Es ging also nicht um fehlendes Geld. Es war der Egoismus der Klubs, die nicht mehr fünf Spieltage pro Saison für den Cup reservieren mochten. Die Zusatzbelastung von bis zu fünf zusätzlichen Partien (für die Finalisten) war offensichtlich den Berufsspielern nicht mehr zuzumuten.
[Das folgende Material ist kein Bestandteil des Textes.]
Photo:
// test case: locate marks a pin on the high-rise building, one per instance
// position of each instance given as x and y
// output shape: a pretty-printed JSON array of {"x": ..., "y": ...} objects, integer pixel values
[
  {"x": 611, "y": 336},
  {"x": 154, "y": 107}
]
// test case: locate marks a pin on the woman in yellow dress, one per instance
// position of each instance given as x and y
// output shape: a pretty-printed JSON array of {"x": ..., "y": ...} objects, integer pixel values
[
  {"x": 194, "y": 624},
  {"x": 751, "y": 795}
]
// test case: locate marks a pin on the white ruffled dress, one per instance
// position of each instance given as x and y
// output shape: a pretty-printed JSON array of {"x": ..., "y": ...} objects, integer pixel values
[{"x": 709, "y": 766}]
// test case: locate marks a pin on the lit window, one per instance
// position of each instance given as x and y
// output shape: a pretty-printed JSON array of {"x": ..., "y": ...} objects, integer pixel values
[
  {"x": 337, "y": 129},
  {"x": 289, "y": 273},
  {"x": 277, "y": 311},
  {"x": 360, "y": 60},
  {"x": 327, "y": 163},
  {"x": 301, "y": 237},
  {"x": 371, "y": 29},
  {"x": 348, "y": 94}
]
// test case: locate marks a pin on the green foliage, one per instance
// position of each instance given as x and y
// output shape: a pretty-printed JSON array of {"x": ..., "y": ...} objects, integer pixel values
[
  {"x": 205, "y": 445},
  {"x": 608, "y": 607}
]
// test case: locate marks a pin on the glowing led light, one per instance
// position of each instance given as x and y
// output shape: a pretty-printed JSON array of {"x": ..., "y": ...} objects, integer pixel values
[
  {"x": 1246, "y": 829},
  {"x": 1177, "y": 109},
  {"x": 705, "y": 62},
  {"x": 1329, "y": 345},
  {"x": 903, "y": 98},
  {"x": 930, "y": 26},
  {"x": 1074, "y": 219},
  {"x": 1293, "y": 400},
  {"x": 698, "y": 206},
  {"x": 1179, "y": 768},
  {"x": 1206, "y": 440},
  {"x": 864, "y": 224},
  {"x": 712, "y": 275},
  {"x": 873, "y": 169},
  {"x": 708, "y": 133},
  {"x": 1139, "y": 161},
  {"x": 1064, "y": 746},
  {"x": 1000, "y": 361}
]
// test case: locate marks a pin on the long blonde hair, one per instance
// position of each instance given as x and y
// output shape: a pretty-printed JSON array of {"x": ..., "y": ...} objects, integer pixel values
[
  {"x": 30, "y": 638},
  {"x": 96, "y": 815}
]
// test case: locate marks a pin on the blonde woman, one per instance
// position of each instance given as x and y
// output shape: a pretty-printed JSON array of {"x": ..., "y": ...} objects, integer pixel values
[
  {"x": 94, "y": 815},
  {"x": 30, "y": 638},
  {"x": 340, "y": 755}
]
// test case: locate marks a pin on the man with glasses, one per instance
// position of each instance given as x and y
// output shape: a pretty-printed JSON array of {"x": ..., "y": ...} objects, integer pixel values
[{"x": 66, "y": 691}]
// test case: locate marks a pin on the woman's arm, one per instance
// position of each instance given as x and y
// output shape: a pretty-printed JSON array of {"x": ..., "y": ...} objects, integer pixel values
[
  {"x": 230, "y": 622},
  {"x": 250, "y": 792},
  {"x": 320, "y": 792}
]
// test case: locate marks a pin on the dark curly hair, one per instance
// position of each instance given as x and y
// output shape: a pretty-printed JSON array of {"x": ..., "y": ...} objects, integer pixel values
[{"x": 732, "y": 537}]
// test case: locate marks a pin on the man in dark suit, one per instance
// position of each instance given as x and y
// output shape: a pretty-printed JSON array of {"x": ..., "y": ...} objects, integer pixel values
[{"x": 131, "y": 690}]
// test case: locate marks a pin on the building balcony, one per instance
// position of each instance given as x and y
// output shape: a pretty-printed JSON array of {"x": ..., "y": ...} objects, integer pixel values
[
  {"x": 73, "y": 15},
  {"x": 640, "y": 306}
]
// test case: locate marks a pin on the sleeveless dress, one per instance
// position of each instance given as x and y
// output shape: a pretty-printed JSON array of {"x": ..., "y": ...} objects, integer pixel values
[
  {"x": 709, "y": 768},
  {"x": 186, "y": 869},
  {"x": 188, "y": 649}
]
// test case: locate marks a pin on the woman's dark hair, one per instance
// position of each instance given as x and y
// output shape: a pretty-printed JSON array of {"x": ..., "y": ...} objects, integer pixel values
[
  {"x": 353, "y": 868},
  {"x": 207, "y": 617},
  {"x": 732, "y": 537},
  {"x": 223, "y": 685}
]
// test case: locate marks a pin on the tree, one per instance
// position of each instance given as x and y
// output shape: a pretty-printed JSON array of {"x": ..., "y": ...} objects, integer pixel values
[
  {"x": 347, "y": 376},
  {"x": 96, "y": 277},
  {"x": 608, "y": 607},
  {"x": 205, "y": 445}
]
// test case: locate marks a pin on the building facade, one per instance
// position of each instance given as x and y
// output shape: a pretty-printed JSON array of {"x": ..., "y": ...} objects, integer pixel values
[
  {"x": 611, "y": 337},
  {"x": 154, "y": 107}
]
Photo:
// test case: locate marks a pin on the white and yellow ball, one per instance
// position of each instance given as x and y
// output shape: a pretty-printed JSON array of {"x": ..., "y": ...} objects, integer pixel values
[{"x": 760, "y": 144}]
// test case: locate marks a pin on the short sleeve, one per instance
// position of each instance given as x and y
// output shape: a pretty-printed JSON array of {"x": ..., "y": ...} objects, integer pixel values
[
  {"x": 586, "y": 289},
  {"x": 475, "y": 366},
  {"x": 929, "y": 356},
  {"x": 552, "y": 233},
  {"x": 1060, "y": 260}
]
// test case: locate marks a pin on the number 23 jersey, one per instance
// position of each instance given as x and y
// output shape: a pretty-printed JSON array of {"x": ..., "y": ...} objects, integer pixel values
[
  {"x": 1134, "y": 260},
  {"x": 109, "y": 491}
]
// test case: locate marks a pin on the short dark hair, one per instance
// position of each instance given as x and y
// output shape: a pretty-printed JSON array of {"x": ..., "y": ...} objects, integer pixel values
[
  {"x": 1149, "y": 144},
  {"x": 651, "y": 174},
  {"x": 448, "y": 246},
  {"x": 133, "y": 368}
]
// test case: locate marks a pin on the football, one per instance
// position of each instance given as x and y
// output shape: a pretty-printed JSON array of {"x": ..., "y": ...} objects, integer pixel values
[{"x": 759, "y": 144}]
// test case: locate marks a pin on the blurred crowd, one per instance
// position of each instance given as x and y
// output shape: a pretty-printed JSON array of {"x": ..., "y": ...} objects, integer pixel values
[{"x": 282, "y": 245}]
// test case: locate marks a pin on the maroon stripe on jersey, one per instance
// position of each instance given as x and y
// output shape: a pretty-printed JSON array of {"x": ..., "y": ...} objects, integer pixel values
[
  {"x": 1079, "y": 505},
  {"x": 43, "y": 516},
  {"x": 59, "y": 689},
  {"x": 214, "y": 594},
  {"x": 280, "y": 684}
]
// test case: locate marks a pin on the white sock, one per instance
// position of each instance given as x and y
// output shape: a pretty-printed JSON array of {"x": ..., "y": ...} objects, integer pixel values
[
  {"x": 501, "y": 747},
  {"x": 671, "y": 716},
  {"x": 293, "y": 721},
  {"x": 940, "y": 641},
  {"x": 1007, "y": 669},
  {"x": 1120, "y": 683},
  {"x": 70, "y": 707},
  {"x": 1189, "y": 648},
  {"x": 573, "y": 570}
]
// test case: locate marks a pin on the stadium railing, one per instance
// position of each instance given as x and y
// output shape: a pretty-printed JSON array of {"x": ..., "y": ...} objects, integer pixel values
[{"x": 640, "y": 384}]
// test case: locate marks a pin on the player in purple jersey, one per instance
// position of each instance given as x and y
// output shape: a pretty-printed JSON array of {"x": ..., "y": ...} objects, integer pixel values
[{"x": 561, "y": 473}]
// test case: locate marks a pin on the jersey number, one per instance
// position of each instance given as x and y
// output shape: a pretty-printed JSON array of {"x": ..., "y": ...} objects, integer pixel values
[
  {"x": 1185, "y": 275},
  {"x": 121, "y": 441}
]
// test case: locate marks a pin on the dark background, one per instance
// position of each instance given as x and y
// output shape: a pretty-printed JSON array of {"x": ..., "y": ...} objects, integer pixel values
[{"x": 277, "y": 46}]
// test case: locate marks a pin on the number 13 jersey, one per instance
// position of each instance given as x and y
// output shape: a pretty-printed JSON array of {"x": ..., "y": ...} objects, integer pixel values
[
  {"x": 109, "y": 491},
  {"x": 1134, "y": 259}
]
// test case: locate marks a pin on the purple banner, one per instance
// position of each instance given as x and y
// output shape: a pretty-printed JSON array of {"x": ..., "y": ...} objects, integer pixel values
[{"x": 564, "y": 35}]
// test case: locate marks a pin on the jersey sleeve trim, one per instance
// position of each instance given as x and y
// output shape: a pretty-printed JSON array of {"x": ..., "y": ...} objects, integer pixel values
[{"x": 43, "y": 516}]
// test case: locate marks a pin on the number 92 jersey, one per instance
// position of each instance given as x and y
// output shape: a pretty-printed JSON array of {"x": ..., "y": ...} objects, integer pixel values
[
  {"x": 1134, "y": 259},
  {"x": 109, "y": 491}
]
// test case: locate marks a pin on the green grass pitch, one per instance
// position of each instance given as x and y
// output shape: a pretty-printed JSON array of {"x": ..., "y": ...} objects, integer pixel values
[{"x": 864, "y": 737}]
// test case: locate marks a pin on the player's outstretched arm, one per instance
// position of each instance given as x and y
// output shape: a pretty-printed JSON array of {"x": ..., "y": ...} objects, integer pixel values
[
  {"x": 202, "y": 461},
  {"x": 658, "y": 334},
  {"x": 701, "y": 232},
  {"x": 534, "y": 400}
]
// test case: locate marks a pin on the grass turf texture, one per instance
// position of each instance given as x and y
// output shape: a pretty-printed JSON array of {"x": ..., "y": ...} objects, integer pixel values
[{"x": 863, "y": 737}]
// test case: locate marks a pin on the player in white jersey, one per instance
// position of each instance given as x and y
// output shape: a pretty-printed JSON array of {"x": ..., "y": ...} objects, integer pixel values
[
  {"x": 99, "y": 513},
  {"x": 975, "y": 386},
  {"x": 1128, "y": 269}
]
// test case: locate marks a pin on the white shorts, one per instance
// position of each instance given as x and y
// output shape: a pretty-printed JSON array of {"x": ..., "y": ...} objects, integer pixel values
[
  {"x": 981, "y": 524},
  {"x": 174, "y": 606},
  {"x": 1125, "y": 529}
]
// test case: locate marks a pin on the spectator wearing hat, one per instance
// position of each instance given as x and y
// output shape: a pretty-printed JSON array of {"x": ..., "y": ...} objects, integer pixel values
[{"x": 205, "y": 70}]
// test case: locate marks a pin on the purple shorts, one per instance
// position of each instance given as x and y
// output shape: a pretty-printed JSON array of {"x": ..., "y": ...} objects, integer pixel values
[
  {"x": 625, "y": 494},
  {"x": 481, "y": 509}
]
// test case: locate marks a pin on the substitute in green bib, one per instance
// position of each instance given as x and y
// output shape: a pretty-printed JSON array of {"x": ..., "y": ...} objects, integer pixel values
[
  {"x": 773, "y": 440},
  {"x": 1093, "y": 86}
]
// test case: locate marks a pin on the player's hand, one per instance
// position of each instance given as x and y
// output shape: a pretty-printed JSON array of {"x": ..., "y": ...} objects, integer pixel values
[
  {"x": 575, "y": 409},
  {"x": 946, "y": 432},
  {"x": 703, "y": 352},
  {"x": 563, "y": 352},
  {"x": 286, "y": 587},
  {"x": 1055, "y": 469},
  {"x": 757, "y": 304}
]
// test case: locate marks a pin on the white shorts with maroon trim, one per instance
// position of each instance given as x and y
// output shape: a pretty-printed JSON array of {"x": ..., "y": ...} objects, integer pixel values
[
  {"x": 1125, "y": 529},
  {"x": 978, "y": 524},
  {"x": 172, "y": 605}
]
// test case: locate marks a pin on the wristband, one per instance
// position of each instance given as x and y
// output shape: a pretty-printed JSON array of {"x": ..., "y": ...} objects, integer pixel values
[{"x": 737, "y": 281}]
Das beweist dieses brisante E-Mail. Am 17. Juli 2020 um 10.18 Uhr schreibt Bürki Reto, Marketing-General beim Verband, an Ringier Sports:

Lieber X

Danke fürs Mail und auch euer Schreiben vom 5. Juni 2020 (Ausübung Erstverhandlungsrecht), dessen Erhalt wir hiermit gerne auch noch einmal schriftlich bestätigen. Merci auch für euer Interesse an einer weiteren Zusammenarbeit und am Schweizer Eishockey allgemein.

Wie bereits anlässlich unseres Meetings vom Mittwoch avisiert, müssen wir euch aber leider mitteilen, dass sich die Ligaversammlung – unter anderem in Ermangelung ausreichender Spieldaten – gegen eine Weiterführung des Swiss Ice Hockey Cup ab der Saison 2021/22 entschieden hat. Die von euch gewünschten Verhandlungen über eine Verlängerung unserer Zusammenarbeit in Sachen Swiss Ice Hockey Cup sind somit hinfällig geworden.

Wir hoffen auf euer Verständnis, danken euch fürs Engagement und verbleiben mit sportlichen Grüssen

Denis Vaucher, Willi Vögtlin und Reto Bürki

Wie viel Ringier Sports für eine Fortsetzung des Cup-Wettbewerbes hätte offerieren können, muss Spekulation bleiben. Brancheninsider gehen davon aus, dass nach wie vor rund eine Million Franken Garantiesumme möglich gewesen wäre. Nicht mehr 1,7 Millionen Franken, aber immerhin noch eine Million – auch das wäre für den Verband bzw. die Klubs immer noch ein gutes Geschäft gewesen.